La scommessa del Birraio Francesco è quella di dare al territorio di appartenenza un prodotto esclusivo, valorizzando la filiera corta e contribuire, anche seppur in maniera molto piccola, alla diffusione della cultura birraria Italiana…la birra artigianale ha proprietà nutritive importanti e addirittura nell’antichità veniva denominata “pane liquido”, contiene meno etanolo di qualsiasi altra sostanza alcolica e può essere considerata un vero e proprio alimento: UN PRODOTTO SANO E GENUINO CHE TUTTI DOVREBBERO CONSUMARE.


Perchè Malamut?
Tanti di voi si domanderanno il significato dell’etichetta “Malamut”: Alaskan Malamute e’ la razza di un cane, il mio cane, che da anni fa parte della mia famiglia e tutti insieme abbiamo deciso di utilizzarla come immagine.
Cerere
Tra le rovine della sua chiesa medievale intitolata a San Michele Arcangelo, fu rinvenuta, nel secolo XIX una lapide con la scritta Ara Cerere, che fece supporre la presenza in antico di un tempio di Cerere, dea romana delle messi. Dell’antico edificio religioso sono ancora visibili i muri perimetrali in pietra che racchiudono gli altari laterali in pietra serena e la zona del presbiterio

La storia insegna che la birra è stata inventata da una donna. Secondo una leggenda, infatti, la birra è nata grazie all’errore e alla sbadataggine di una donna, che dimenticò un piatto di cereali fuori casa; ci fu un temporale, i semi si bagnarono …. E così nacque la birra…

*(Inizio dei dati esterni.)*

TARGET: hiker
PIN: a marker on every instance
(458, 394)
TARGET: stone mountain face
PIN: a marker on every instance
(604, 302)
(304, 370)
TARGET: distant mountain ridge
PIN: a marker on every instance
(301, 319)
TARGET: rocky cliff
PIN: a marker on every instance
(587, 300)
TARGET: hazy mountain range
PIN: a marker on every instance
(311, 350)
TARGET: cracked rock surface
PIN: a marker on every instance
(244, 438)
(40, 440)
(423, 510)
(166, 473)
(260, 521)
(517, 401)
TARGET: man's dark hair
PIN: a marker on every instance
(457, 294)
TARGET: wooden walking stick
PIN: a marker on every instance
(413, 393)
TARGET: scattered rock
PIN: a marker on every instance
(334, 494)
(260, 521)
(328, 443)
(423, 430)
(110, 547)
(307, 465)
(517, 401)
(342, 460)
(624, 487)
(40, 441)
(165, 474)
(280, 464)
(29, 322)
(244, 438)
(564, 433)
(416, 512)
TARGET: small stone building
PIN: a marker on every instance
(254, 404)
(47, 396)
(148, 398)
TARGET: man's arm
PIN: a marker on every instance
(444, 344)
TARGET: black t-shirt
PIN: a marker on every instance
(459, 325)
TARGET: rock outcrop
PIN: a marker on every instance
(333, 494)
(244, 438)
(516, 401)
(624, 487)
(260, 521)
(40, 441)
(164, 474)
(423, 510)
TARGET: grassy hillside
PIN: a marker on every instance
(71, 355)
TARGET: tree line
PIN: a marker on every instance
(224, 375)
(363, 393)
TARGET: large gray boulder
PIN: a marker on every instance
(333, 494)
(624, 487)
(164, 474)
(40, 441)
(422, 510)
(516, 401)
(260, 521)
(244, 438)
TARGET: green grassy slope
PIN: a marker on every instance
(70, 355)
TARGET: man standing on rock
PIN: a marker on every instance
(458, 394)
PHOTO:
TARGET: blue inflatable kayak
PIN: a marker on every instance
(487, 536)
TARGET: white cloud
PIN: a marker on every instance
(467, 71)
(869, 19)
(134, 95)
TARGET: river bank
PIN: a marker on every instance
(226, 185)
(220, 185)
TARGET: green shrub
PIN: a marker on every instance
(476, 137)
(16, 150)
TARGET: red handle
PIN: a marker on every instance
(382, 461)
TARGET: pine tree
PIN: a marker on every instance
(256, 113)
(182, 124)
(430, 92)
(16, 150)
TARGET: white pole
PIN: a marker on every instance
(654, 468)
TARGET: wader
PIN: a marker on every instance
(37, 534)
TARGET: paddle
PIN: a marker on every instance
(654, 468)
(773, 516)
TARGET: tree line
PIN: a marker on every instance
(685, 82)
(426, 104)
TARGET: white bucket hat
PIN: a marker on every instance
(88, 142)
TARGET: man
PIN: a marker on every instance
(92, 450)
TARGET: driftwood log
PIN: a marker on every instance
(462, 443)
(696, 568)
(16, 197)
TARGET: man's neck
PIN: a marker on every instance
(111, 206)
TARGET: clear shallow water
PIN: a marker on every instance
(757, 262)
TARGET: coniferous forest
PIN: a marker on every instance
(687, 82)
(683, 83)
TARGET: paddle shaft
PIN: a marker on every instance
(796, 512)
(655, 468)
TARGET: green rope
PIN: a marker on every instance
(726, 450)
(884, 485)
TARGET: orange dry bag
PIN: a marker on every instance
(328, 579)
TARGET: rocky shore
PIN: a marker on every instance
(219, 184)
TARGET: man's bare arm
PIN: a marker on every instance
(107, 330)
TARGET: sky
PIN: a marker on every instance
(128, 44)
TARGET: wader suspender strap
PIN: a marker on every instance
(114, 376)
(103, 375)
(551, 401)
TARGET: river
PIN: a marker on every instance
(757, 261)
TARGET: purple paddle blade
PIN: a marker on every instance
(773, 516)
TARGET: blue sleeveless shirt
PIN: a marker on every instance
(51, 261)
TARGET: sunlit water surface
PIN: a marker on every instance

La storia (documetata) della birra, nacque circa nel 4500 a.C., nell’allora ricca e fiorente Mesopotamia: I Sumeri furono i primi birraioli, e ogni strato sociale aveva diritto a una certa quantità di birra al giorno. Arrivarono poi i Babilonesi, con il famosissimo “Codice di Hammurabi” (1728-1686 a.C.), secondo il quale chi annacquava la birra era condannato a morte (giusto, così si fa!!!). Anche fra gli egizi era una bevanda diffusa, e anche Cleopatra ne beveva e ne donava ai propri Dei. La birra arrivò fino in Grecia e al popolo ebreo (la birra compare anche nella Bibbia), e da molte popolazioni fu considerata addirittura la bevanda di alcuni Dei. La birra si diffuse nel terzo millennio a.C. anche in Cina, dove venne prodotta con altri cereali oltre all’orzo (tra cui, ovviamente, il riso…).
Un popolo molto importante nella storia della birra, senza dubbio fu il popolo Celtico, che bevve fiumi di birra in Gallia, Britannia e Irlanda, prima, dopo e durante le guerre.
Per l’Irlanda, addirittura, esiste una leggenda nella quale si narra che il paese conquistò la propria libertà, solo quando l’eroe Mag Meld riuscì a strappare ai perfidi mostri Fornoriani il segreto della fabbricazione della birra, la bevanda che li rendeva immortali (ne dovevano bere veramente tanta di birra per fare certi ragionamenti!!!).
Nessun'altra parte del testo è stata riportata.